Storm at Sea

Someone I know shared this graphic on Facebook the other day and I thought it was profound. 

My boat is a pretty sturdy one and I share it with a good husband and a fairly decent dog. I have a friend, though, who is alone in her boat and while she's a fine oarswoman, it seems as though her boat has sprung a tiny leak. She's struggling. 

There are lots of different kinds of boats; there are large and small ones, there are prams and canoes and skiffs, motorboats and sailboats. Some are seaworthy in almost any weather condition; others tend to capsize under too strong a wind.

I'm managing my boat fairly well. After all, I have a co-captain who just happens to be an expert sailor. But sometimes we hit a point in the storm where the sailing is far from smooth and I'm really, really glad I have a lifejacket. 

We're all in the same storm, but not the same boat. Depending on circumstances, we have different reactions, different ways of keeping our boats afloat.

During this time of self-isolation, most of us have hours -- or days -- where keeping that boat upright is challenging. It's not as if all of the other stresses and issues in our lives have magically gone away so that we can deal with the loneliness, the confinement, the financial worries, and the fear that Covid-19 produces.

This picture helps me remember all of that.

Until today I'd heard of the Storm at Sea quilt block, but never looked it up. Today I did. It's complicated! Just as it should be.


Quiltdivajulie said…
A beautiful post - THANK YOU!
Anonymous said…
What a absolutely thought provoking graphic.

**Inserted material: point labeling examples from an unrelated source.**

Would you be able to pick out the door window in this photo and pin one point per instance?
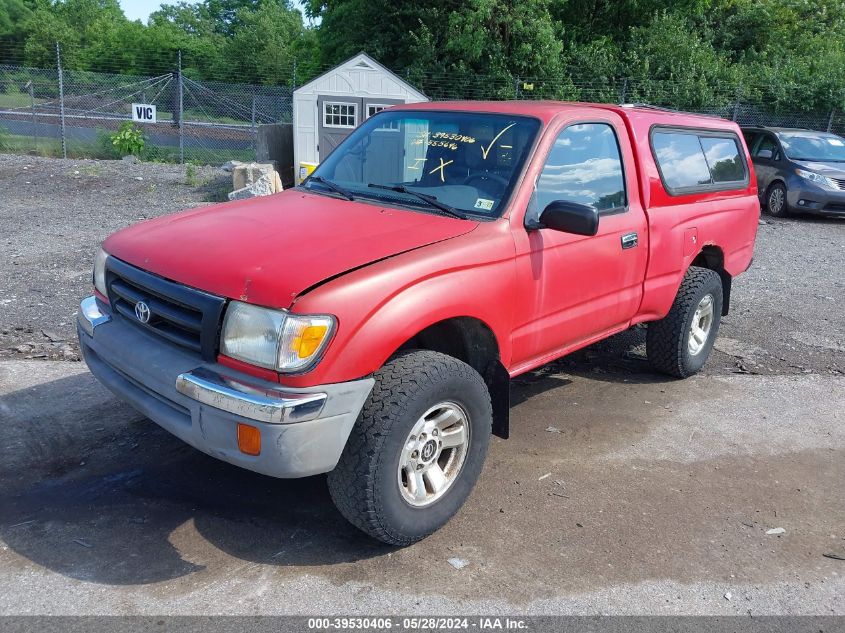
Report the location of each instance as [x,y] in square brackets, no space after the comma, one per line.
[584,166]
[340,114]
[768,142]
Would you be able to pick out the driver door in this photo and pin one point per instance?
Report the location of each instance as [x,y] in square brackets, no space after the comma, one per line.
[575,289]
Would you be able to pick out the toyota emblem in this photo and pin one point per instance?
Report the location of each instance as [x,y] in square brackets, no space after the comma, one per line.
[142,312]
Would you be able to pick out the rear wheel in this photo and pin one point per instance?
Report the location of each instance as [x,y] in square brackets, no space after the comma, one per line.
[417,449]
[680,343]
[776,200]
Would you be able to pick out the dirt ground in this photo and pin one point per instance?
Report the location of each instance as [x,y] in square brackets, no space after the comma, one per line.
[619,491]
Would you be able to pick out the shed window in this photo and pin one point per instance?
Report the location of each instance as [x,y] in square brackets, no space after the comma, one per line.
[690,161]
[387,126]
[340,114]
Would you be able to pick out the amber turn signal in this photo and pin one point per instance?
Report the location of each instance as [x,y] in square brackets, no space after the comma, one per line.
[249,439]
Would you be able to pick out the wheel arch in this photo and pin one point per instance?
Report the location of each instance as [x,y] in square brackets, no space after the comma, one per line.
[711,256]
[472,341]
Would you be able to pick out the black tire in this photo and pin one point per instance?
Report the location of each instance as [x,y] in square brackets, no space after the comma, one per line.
[668,340]
[364,485]
[776,203]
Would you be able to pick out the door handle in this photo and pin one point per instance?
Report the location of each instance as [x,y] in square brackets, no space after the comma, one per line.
[629,240]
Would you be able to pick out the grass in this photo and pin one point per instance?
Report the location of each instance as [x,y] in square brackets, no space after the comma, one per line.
[17,100]
[99,149]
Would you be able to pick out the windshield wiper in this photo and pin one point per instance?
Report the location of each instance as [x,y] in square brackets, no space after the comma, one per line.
[336,188]
[431,200]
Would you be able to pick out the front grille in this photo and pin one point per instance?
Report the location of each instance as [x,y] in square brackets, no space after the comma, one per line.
[184,316]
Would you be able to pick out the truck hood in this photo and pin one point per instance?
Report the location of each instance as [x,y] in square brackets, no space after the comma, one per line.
[269,250]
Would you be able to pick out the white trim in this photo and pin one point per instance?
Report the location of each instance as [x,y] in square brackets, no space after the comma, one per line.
[341,115]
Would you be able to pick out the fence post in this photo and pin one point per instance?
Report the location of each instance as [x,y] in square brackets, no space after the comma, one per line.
[61,99]
[254,131]
[735,114]
[34,120]
[181,114]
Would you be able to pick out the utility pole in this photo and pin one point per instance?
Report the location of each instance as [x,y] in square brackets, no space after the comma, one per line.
[61,99]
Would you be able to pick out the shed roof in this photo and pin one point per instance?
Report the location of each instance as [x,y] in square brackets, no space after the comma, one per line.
[364,61]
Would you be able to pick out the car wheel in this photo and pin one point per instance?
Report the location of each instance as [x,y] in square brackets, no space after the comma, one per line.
[680,343]
[416,450]
[776,200]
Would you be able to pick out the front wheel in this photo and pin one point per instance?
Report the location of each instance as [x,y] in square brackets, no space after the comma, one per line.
[417,449]
[680,343]
[776,201]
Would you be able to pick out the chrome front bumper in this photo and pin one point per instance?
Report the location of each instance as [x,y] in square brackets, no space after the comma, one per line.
[274,406]
[303,431]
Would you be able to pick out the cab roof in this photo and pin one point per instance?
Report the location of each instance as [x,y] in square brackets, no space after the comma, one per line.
[547,110]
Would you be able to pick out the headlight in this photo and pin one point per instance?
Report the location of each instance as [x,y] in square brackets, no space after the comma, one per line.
[274,339]
[817,178]
[100,272]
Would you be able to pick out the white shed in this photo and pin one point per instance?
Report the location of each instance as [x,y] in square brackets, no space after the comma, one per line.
[328,108]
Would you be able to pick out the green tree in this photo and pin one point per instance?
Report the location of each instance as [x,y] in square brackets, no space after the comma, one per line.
[265,42]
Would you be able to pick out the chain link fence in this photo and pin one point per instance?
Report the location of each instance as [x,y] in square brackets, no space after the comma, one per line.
[60,112]
[77,114]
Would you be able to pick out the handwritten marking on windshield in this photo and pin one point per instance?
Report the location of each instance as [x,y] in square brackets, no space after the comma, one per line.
[485,152]
[441,168]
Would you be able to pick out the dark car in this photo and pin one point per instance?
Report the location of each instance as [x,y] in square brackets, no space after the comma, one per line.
[798,171]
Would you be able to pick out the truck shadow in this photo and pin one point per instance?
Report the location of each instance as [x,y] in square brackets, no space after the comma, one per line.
[93,491]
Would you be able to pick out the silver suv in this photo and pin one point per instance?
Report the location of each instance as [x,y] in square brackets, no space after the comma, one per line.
[798,171]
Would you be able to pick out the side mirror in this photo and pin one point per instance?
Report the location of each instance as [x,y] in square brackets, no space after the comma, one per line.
[570,217]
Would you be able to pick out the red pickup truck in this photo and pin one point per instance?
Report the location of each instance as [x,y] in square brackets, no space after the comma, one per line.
[367,323]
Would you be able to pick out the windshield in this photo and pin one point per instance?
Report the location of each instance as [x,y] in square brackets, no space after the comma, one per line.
[464,163]
[813,146]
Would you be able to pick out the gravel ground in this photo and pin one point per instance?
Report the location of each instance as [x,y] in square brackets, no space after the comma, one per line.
[53,215]
[786,316]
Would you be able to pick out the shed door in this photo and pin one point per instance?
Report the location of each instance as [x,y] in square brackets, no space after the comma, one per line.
[338,117]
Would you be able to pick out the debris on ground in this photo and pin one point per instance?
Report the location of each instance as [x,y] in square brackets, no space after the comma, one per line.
[458,563]
[254,179]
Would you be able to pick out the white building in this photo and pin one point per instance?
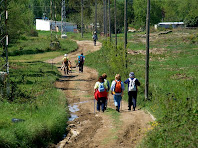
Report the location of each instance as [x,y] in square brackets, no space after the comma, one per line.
[45,25]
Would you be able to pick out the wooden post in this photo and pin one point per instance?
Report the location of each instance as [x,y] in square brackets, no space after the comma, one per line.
[96,15]
[125,31]
[147,51]
[109,20]
[82,18]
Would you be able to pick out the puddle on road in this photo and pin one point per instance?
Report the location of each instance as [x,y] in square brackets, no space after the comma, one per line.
[74,109]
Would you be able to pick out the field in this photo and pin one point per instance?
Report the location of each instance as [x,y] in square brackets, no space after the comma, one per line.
[172,83]
[34,100]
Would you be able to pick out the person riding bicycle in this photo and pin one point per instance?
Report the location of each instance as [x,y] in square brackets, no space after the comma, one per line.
[95,37]
[65,64]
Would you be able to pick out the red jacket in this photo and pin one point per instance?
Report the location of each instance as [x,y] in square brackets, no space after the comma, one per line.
[98,94]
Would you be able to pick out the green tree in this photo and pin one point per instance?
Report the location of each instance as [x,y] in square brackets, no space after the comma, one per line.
[20,18]
[140,10]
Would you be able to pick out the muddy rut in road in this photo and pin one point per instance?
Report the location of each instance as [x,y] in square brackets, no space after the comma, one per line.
[99,129]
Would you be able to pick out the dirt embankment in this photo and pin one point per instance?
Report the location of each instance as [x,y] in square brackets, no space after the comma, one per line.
[99,129]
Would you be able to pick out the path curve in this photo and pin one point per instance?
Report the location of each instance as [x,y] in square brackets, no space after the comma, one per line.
[96,130]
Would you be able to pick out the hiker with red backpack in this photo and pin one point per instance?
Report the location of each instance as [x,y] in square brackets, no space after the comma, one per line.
[132,90]
[81,60]
[117,90]
[104,75]
[65,64]
[100,93]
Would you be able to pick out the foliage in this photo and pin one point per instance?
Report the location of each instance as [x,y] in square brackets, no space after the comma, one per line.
[172,84]
[41,44]
[20,19]
[109,59]
[35,100]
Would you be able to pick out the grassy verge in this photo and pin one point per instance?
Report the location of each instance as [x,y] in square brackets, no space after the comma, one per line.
[173,83]
[115,116]
[41,108]
[34,100]
[41,44]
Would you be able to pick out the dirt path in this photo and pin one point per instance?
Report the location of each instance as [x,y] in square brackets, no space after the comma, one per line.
[91,130]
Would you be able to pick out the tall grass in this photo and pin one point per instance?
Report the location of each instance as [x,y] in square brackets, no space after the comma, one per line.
[41,44]
[33,97]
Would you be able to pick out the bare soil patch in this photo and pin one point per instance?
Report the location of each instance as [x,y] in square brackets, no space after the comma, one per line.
[96,129]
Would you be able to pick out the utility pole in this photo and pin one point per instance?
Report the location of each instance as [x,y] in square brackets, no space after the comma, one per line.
[115,23]
[95,16]
[147,50]
[82,18]
[63,20]
[4,65]
[125,31]
[109,20]
[106,18]
[54,38]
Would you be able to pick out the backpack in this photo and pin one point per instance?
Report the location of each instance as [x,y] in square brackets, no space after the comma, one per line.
[65,60]
[132,86]
[101,87]
[118,88]
[81,59]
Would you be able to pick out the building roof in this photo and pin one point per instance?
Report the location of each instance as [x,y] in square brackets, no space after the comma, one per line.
[171,23]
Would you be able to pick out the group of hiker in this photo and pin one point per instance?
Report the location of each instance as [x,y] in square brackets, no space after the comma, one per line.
[67,66]
[102,88]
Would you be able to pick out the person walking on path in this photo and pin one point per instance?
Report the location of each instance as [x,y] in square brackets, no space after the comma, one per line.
[132,90]
[81,60]
[100,93]
[117,89]
[95,37]
[104,75]
[65,64]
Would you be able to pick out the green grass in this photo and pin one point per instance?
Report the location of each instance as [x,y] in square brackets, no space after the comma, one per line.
[35,100]
[33,96]
[173,84]
[115,117]
[41,44]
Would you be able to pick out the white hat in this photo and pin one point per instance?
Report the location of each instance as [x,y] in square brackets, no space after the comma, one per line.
[131,74]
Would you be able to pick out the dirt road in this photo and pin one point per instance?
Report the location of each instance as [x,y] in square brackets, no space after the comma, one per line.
[89,130]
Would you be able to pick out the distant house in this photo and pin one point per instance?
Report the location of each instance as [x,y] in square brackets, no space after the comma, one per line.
[170,25]
[46,25]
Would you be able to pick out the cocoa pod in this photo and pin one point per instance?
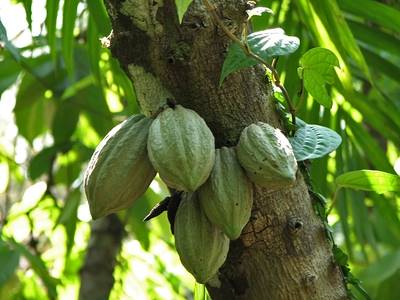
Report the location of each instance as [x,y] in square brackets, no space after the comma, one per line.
[227,195]
[267,156]
[202,247]
[181,148]
[119,171]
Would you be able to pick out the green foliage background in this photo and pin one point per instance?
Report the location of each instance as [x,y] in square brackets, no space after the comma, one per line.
[62,92]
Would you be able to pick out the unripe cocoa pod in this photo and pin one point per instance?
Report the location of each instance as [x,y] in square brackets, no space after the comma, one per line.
[119,171]
[181,148]
[202,247]
[267,156]
[227,195]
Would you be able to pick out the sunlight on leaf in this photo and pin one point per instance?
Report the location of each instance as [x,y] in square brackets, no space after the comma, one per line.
[314,141]
[369,180]
[317,68]
[266,44]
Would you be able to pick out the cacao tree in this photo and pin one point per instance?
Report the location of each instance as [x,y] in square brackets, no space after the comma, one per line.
[254,115]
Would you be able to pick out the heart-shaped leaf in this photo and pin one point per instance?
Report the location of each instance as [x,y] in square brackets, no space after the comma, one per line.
[314,141]
[265,44]
[317,68]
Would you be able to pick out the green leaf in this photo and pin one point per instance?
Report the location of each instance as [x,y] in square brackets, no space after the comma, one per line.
[9,260]
[99,13]
[314,141]
[9,71]
[389,289]
[65,121]
[93,103]
[68,40]
[265,44]
[42,162]
[317,69]
[51,26]
[68,217]
[8,45]
[33,112]
[38,265]
[369,180]
[199,292]
[258,11]
[28,11]
[94,50]
[182,6]
[332,17]
[375,11]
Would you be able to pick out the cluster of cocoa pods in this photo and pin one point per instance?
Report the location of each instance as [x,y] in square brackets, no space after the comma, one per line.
[216,184]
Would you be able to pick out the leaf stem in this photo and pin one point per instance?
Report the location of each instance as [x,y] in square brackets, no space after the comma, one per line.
[245,47]
[334,199]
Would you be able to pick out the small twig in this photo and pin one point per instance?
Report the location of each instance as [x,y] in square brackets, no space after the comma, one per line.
[300,94]
[334,199]
[244,45]
[158,209]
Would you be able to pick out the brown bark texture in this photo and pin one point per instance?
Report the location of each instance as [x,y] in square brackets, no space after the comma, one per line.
[283,252]
[104,245]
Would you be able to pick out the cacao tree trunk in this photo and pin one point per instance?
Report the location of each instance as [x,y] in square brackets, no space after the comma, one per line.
[283,252]
[104,245]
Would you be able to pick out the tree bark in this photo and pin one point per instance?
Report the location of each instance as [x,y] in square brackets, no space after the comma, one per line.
[283,252]
[97,272]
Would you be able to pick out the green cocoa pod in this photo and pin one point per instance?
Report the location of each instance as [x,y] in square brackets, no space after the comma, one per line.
[227,195]
[119,171]
[267,156]
[202,247]
[181,148]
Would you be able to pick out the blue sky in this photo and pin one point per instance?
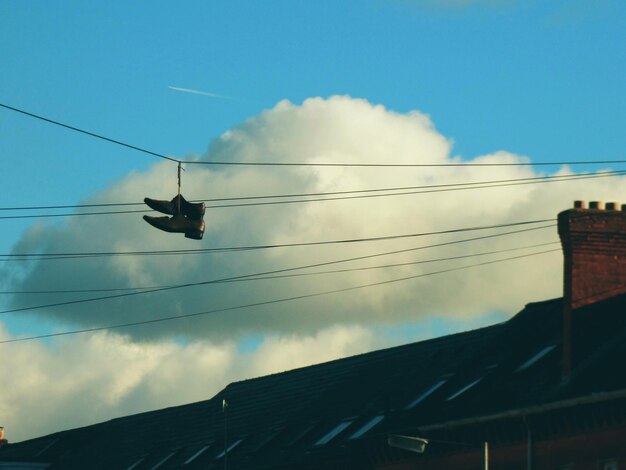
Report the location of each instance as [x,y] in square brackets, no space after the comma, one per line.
[534,79]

And your comments are so insightful. To many this is an inconvenience, to others it is gut wrenchingly hard. There are lessons to be learned for all no matter what boat you are in. And yes we need that life jacket and I pray that we all recognized that before the storm. Dotti
Margaret said…
Wise and compassionate words, friend. Prayers for smoother sailing and a watertight boat ahead!
Janet O. said…
Such a well spoken post, Nancy! I can't imagine how hard this is for people who are truly alone--and may have lost a source of income. That is a great graphic to help us remember that, as you said, we may be in the same storm, but not the same boat.
BTW, the quilt currently on my bed is a Storm at Sea in blue and white. My mother made it for us before the days of rotary cutters and rulers. Each piece was traced with a cardboard template she made from a cereal box, and cut out with scissors.
Barbara Anne said…
Wonderful post and graphic. Your words are so true as some of us are better equipped to handle this crisis than others are.

I've long intended to make a Storm at Sea quilt and have a box of fabrics set aside for that purpose. Perhaps in the days ahead I'll master those side center block units (I've found them daunting) and will forge ahead to make this quilt. I think I'll look about on-line to see if someone has found a brilliant way to make those block units.

Robby said…
Such a good illustration! We are fortunate that this seems to mostly be a frustration but not a burden. Recognizing that, we've been trying to be watchful of places we can offer some little port in the storm to those who can use it. Harder to do from home, but definitely worth the effort.
Judi said…
Brilliant post, Nancy - so eloquently put.

The Storm at Sea block is a tricky one, because you are trying to match up a 45 degree angle with a 60 degree one. I have been thinking for a long time of a "better" way to do it and have an idea.

Maybe I'll have a go at it during the next few weeks - it will make a change from making masks!